I heard this from my friends' parents growing up. Both my parents were teachers so it hurt. I knew all too well that teachers didn't make a whole lot of money. We lived on a budget. Dad made sure we had a roof over our heads and the household bills were paid. He always set aside something for the future. Sometimes "our future" got spent on emergencies like doctor visits. Too many of those and the budget got really tight. Birthday parties were the worst because Mom always bought a hairbrush as the gift I gave at the party. At the time, she was a stay-at-home mom. She never exceeded the amount dad planned in the family's budget. "Everybody needs one," was her explanation although I knew it was because it was all we could spend.

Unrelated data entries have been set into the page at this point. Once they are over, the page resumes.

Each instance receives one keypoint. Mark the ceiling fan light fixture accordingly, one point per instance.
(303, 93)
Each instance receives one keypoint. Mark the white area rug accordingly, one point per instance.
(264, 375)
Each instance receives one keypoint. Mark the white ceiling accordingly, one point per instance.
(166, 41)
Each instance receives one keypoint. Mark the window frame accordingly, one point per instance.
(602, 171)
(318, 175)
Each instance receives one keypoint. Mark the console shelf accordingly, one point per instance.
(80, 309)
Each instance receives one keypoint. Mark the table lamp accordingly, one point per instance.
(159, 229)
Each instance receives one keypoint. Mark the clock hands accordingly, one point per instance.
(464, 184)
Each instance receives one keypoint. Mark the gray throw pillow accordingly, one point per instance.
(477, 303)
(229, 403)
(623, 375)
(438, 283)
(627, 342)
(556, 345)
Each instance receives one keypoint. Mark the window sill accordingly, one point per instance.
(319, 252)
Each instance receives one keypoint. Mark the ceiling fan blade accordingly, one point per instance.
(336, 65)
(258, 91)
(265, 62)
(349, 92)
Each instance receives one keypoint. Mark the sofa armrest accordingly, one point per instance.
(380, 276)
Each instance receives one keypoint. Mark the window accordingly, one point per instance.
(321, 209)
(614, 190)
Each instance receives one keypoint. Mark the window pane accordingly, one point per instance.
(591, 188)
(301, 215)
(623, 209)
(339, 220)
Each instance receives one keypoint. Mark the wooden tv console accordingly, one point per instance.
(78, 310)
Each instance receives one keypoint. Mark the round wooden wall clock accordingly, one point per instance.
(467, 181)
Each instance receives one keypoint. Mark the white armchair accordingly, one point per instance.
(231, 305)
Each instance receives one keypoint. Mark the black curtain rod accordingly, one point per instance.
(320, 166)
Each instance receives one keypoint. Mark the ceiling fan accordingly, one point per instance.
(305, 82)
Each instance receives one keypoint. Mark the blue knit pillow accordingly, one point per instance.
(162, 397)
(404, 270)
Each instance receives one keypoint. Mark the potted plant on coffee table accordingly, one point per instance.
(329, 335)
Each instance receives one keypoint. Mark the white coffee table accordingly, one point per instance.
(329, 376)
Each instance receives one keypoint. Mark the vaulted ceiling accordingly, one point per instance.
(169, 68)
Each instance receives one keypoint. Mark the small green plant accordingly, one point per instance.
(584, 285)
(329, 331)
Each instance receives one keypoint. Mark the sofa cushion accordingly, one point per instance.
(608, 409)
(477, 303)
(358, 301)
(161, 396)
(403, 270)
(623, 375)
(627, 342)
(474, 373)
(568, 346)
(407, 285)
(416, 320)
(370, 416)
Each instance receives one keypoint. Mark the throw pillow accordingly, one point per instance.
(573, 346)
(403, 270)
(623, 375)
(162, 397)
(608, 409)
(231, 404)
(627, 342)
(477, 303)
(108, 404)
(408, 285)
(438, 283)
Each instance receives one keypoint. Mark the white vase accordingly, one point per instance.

Eventually, I outgrew the need for a 'party" to validate the passage of another year. Once I began paying my own bills, I grew to appreciate a new hairbrush.


As I look back at the things that truly impacted my life, I've come to appreciate good teachers. I remember the bad ones equally well, of course. The skinny old maid who taught geometry and either never knew or never cared that once we figured out how a "theorem" was supposed to look, we copied the format over and over, switching out a few words before turning each assignment in for a check mark in her grade book. Got an "A" in geometry...a third grader can do more with geometry skills than I"ll ever do.


But there was another skinny old maid who taught Latin. Trust me. She cared what we learned. She cared THAT we learned. We translated Julius Caesar. The entire book. From Latin. We conjugated verbs. We did reports. We read books aloud in Latin in front of the classroom. And then told our classmates what we had read. We learned because that teacher cared that we learned. To this day, I can derive the meaning of almost any unknown word simply by thinking about the Latin root it is derived from. Talk about a blessing in the fields of science and agriculture.


Over the years, I've come to really appreciate Dad's version of that old saying:


"Those who can, teach.

Those who can't, do some other less significant work."